Hi, wonder if you can help me!

Has anybody qualified for State Sponsorship as a Child Care Manager which is currently on the SOL list?

I have owned and managed my nursery for 20 years and have had to be competent in all the criteria for a CC Manager visa. However, as qualifications go, I have completed an NVQ Level 3 Child Care & Education and also part of the Foundation Degree ( I really do not want to continue with this course further).

Has anyone had experience of their skills and qualifications assessed for a CC Manager sponsored visa??? It does stipulate that the course must be 2 years and I completed my NVQ 3 in ten months. Ironically if I had completed a Level 2 prior to this I would satisfy that requirement but I was recommended to do Level 3 as I had so much experience.

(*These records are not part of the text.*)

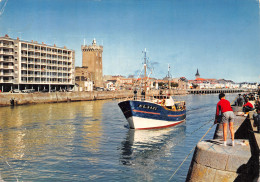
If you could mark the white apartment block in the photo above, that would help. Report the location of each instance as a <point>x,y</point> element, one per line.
<point>30,65</point>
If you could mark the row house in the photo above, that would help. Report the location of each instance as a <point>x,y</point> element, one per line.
<point>30,65</point>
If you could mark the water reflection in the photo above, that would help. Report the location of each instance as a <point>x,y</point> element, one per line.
<point>27,131</point>
<point>143,148</point>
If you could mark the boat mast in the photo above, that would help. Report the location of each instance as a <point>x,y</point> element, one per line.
<point>169,83</point>
<point>145,70</point>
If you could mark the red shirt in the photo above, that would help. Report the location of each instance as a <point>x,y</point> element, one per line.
<point>223,105</point>
<point>248,104</point>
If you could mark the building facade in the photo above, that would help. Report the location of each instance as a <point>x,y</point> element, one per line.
<point>83,79</point>
<point>30,65</point>
<point>92,59</point>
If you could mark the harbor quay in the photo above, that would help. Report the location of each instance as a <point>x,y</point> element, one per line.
<point>212,161</point>
<point>12,99</point>
<point>7,98</point>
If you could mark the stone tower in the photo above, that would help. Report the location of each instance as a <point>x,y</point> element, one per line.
<point>197,75</point>
<point>92,59</point>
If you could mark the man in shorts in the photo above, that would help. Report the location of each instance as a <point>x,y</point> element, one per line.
<point>227,116</point>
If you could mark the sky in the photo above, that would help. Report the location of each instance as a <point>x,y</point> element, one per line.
<point>220,38</point>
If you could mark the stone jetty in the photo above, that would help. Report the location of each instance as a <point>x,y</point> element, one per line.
<point>8,99</point>
<point>214,162</point>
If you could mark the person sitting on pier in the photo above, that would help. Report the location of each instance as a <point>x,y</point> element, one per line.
<point>135,94</point>
<point>227,116</point>
<point>143,95</point>
<point>257,103</point>
<point>256,117</point>
<point>247,106</point>
<point>239,100</point>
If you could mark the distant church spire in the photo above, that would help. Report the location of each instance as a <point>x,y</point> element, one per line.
<point>197,74</point>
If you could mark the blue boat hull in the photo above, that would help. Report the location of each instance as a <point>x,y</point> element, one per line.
<point>147,115</point>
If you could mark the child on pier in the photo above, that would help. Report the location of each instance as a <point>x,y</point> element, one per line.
<point>227,116</point>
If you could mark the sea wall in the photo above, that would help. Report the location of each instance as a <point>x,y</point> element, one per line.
<point>214,162</point>
<point>7,99</point>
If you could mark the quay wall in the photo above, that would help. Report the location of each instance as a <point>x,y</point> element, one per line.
<point>214,162</point>
<point>8,99</point>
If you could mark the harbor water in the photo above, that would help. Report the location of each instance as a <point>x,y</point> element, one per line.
<point>88,141</point>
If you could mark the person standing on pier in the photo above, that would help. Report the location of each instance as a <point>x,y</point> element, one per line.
<point>256,118</point>
<point>227,116</point>
<point>247,106</point>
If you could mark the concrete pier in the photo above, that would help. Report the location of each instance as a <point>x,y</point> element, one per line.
<point>214,162</point>
<point>7,99</point>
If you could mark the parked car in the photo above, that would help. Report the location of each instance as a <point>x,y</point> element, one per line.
<point>15,91</point>
<point>45,90</point>
<point>100,89</point>
<point>28,91</point>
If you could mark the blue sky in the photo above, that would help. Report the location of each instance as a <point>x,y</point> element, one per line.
<point>221,38</point>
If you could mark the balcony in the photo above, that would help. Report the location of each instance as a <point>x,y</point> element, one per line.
<point>8,74</point>
<point>6,67</point>
<point>8,60</point>
<point>7,81</point>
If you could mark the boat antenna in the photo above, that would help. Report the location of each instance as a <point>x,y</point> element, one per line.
<point>169,83</point>
<point>145,62</point>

I have looked at the criteria on the assessment list and I am more than fulfilling them on a daily basis.

I would welcome hearing about any experiences you may have had!!


----------



## melinscotland (Jul 31, 2010)

Hi i have applied for a sponsored 176 visa (my brother is in oz) Im im going in as a nursery manager . Im in the early stages regarding the visa . I have had my skills assesed by the tra and have passed . I have level 2 and 3 and im due to complete level 4 in childcare in june . I am a depute manager here at present and have had 10 years supervisor experince only recently going to depute last year . Im sure you would qulify with no problem .I am however unsure about state sponsorship as i said my brother is doing mine . Hope this helps alough not sure ive answered your question .


----------



## jsameer (Jan 19, 2013)

Pls tell me the migration skill assessment agency for the post of Child care center manager ASAP...

as I sent my documents to TRA but it refused that this job is not under their area...

Thanks


----------



## Shan1 (Nov 1, 2015)

Hi respected members on the forum I m just doing job as a room leader and want to apply for work place assesment from tra for child care centre manager but don't know how to pass the assessment my friend already got unsuccessful result from tra plz guide me if possible thanks


----------



## Abhiaryan (Mar 23, 2017)

I hv 10 yrs experience as a principal in preschool. Done Bsc n Ma . I wish to know which skill would i fit in wd my qualification


----------